Comment avez-vous su maintenir la cohésion au sein de l’équipage ?
La formule "être dans le même bateau" a pris tout son sens puisque nous étions 600 à être confinés dans un porte-hélicoptère amphibie de 200 mètres de long. Certes, il y a un peu plus d’espace que dans un studio et il a fallu se serrer les coudes. Par chance, personne n’était cas contact. Ce qui a véritablement changé était le besoin de savoir si les proches sur terre allaient bien. En temps normal, nous savons que la base arrière est en sécurité. Là, ce n’était pas le cas. La nécessité de dialoguer était plus forte. Le micromanagement, déjà fondamental dans nos métiers, est alors apparu crucial. Ce que nous faisions habituellement pour un marin dont la famille sur terre n’allait pas bien, nous l’avons fait pour tous.

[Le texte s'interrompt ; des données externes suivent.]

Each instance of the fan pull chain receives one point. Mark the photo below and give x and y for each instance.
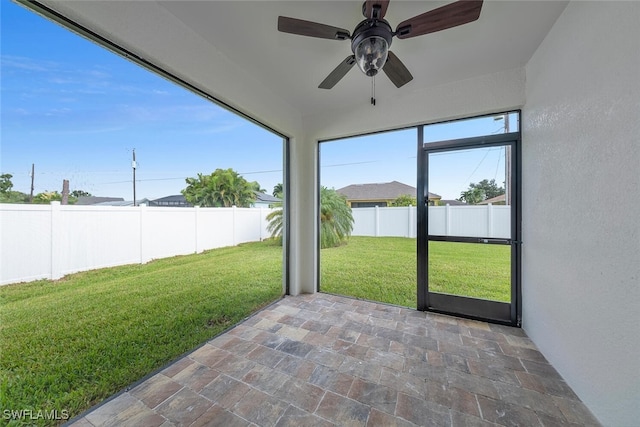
(373, 90)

"Le management individuel est dans l’ADN de l’armée. ".
Les méthodes de management de l'armée sont plus modernes qu'il n’y paraît dans le monde civil...
Le management individuel est dans l’ADN de l’armée. Sur un bateau, les portes maintenues ouvertes sont un signal de disponibilité et d’écoute à l’autre. Lorsqu’il embarque sur un nouveau bateau, le chef de service reçoit tous les marins, nous discutons de l’unité, du choix de l’affectation, des souhaits de carrière mais aussi de sa situation familiale et affective. Un marin qui n’est pas épanoui dans sa vie privée ne sera pas opérationnel à bord. Cela est inenvisageable de ne pas connaître le personnel avant d’appareiller.
L’armée permet-elle certaines facilités managériales par rapport au secteur privé ?
Nous disposons en effet de nombreux leviers managériaux. Un point important me semble être que l’évolution de carrière fait partie de l’ossature de l’institution. L’ascenseur social existe. Un matelot peut devenir chef d’état-major et chaque marin change de poste tous les deux ou trois ans. Il existe une véritable valorisation de l’expérience. Nous dépendons également d’une même grille salariale, cela évite les inégalités, y compris entre les homme et les-femmes. La vision très hiérarchique que l’on se fait de l’armée ne correspond pas à la réalité. L’entre-aide et le dialogue animent nos façons de collaborer. Pour un officier, il faut prendre le temps d’expliquer les missions, de discuter des objectifs avec l’équipe. L’idée est de ne donner des ordres que lorsque cela est impératif et de pas galvauder cette particularité militaire.
Vous incarnez le leadership au féminin, pensez-vous convaincre d’autres jeunes femmes à accéder à des postes d’officiers ?
J’ai trouvé cela très naturel de devenir une jeune femme officier. Je n’ai jamais eu peur de solliciter de l’aide auprès des aînés et étrangement les hommes étaient moins habiles à le faire. Je ne sais pas si dans mon cas l’on peut parler de leadership au féminin ou de leadership tout court !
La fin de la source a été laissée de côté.